Senti uma mistura de raiva e pena. Durante anos precisei deles e eles viraram-me as costas. Agora vinham pedir-me ajuda? Olhei para a Leonor, que me observava em silêncio, sem perceber bem o que se passava.

— E onde é que estavam quando eu precisei? — perguntei, com lágrimas nos olhos.

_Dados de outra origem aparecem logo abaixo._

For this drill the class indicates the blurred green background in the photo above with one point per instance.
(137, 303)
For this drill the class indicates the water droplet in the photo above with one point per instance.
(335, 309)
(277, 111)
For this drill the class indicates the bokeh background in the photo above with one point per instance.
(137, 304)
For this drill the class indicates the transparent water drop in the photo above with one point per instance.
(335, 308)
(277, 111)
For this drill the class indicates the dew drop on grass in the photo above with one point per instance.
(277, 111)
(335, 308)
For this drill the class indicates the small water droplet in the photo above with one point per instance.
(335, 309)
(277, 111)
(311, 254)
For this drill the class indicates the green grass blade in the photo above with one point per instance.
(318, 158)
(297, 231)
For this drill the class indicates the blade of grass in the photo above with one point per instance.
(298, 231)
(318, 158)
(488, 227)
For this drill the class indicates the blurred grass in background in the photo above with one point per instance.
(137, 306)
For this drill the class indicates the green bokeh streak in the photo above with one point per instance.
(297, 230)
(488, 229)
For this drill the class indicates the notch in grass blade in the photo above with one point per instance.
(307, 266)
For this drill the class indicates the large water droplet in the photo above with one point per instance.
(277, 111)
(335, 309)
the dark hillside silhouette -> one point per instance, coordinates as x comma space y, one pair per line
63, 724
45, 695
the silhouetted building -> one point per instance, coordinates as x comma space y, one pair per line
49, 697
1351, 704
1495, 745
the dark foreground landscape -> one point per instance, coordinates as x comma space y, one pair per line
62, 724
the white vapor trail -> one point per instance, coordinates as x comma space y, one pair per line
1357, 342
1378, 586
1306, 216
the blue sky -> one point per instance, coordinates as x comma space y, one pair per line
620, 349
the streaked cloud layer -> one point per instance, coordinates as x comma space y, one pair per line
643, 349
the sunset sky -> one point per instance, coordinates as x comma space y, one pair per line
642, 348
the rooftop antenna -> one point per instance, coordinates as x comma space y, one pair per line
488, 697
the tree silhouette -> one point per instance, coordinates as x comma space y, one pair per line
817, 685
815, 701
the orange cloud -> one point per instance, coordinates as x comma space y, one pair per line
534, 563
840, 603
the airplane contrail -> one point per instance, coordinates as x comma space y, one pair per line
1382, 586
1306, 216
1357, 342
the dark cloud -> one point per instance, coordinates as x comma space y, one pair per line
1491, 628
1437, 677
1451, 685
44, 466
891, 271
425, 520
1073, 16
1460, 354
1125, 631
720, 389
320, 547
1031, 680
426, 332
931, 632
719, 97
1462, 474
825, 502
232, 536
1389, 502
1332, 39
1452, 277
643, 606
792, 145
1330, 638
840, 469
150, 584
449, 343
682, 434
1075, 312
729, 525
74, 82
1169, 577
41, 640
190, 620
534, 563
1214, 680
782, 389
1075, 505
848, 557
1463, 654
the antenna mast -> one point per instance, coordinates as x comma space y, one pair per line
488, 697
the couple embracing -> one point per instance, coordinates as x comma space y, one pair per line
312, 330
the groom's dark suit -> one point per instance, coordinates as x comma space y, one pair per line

O meu pai baixou a cabeça. — Fomos estúpidos… Não há desculpa.

A minha mãe agarrou-me as mãos e chorou ainda mais. — Perdoa-nos…

Não sei explicar o que senti naquele momento. Queria gritar-lhes tudo o que sofri, queria abraçá-los como se ainda fosse criança. No fim, deixei-os entrar.

Durante semanas, viveram connosco naquele pequeno T1. A Leonor adorou ter os avós por perto e eu fui aprendendo a perdoar devagarinho. O meu pai acabou por morrer meses depois, mas pelo menos partiu reconciliado comigo e conhecendo a neta.

Hoje olho para trás e penso em tudo o que vivi: a dor da rejeição, o medo do futuro, a força que descobri em mim própria. Pergunto-me muitas vezes: será possível perdoar verdadeiramente quem nos magoou tanto? E vocês, conseguiriam abrir a porta depois de tudo?